Quand je suis rentrée le soir, après l'épreuve, je me suis assurée d'avoir l'air complètement épuisée. J'ai marché lentement, les épaules basses, et j'ai laissé tomber mon sac dans l'entrée avec un grand bruit. C'était un jeu, et je devais le jouer à la perfection.
Claire est immédiatement sortie du salon. En me voyant, un sourire de satisfaction a flotté sur ses lèvres avant qu'elle ne le remplace par une expression de pitié.
"Oh, Jeanne... Ça n'a pas été ?" a-t-elle demandé d'une voix mielleuse.
"J'étais fatiguée. Je n'ai pas réussi à me concentrer," ai-je répondu d'une voix plate, en évitant son regard.
"Ne t'en fais pas," a-t-elle dit en posant une main sur mon bras, une main que j'ai eu envie de repousser. "Ce n'est qu'un concours. Tu as tellement de chance, de toute façon. Tes... nos parents peuvent tout t'offrir."
Elle se croyait déjà victorieuse. Elle pensait que j'avais échoué, que la première brèche dans ma vie parfaite était ouverte.

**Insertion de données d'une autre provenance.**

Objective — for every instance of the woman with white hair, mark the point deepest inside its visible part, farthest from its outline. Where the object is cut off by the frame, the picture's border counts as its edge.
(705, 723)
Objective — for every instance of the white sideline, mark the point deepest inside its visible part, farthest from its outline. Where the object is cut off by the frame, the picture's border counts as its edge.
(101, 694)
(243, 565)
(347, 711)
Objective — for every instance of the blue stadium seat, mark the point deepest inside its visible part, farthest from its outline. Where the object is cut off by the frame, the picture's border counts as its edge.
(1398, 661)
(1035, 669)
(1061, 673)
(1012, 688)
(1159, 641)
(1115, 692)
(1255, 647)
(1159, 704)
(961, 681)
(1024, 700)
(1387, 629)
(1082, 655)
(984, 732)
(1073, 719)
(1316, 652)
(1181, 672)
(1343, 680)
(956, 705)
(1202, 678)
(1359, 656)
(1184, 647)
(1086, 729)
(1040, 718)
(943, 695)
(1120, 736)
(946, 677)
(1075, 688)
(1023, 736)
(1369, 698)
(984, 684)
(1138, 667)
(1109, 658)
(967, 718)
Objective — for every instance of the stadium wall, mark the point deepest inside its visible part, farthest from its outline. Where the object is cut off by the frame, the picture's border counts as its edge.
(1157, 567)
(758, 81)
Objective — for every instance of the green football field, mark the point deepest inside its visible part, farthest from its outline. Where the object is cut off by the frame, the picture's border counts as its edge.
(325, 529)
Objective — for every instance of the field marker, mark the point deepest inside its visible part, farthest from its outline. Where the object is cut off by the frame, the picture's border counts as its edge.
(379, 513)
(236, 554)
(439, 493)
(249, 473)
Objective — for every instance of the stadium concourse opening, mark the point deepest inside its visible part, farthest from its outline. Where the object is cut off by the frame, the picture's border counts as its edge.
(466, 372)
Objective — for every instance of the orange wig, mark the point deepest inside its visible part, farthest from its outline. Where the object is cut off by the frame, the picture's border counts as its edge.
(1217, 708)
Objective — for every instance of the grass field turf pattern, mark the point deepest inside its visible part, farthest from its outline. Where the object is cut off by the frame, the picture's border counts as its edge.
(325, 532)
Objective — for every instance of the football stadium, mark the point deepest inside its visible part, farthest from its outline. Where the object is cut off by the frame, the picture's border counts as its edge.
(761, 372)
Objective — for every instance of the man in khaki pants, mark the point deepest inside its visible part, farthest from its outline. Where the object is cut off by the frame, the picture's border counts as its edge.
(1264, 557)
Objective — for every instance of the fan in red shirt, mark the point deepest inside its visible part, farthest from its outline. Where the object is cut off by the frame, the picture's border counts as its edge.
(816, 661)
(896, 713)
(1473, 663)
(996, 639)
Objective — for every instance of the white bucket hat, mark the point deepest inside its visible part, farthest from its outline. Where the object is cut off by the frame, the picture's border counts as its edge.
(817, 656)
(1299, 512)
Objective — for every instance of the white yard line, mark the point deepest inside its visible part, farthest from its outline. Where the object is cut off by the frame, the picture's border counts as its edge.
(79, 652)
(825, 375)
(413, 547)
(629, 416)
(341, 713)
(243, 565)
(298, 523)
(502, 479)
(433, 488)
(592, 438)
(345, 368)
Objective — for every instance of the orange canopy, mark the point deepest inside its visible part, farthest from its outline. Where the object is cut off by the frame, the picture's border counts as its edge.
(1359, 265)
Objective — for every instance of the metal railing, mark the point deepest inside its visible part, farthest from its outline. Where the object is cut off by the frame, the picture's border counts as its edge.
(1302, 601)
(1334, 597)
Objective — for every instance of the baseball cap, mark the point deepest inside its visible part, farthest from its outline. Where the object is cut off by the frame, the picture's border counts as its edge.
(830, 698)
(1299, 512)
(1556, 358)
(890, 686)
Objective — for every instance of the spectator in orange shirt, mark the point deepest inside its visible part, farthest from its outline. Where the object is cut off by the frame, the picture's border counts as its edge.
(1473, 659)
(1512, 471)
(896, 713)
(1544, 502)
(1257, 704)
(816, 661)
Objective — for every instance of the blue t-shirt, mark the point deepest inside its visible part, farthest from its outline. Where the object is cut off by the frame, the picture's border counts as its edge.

C'est à ce moment-là que la porte s'est ouverte de nouveau. Un couple d'une cinquantaine d'années, aux vêtements modestes mais propres, se tenait sur le seuil, l'air timide et mal à l'aise. Derrière eux, un adolescent qui devait être mon frère, Paul, me regardait avec de grands yeux curieux.
Mes parents biologiques.
Claire les avait fait venir. C'était la prochaine étape de son plan : m'humilier, me forcer à affronter la "pauvreté" de mes origines devant la richesse des Dubois.
Ma mère adoptive s'est avancée, le visage tendu mais poli. "Entrez, je vous en prie."
Alors que mes parents biologiques entraient, visiblement intimidés par le luxe de l'appartement, Claire s'est approchée de moi. Son visage était rayonnant de méchanceté.
"Alors, Jeanne ? Ça te fait quoi de voir la famille qui t'a abandonnée ? Tu vois, maintenant, tout rentre dans l'ordre. Je suis ici, à ma place. Et toi, tu vas retourner d'où tu viens."
Sa voix était un murmure venimeux, destiné à moi seule.
Je ne lui ai pas répondu. Je me suis dirigée vers ma chambre avec une lenteur calculée. J'ai sorti une valise de l'armoire et j'ai commencé à y jeter mes affaires, sans soin, comme si j'étais anéantie. C'était ce qu'elle voulait voir. Elle voulait me voir brisée.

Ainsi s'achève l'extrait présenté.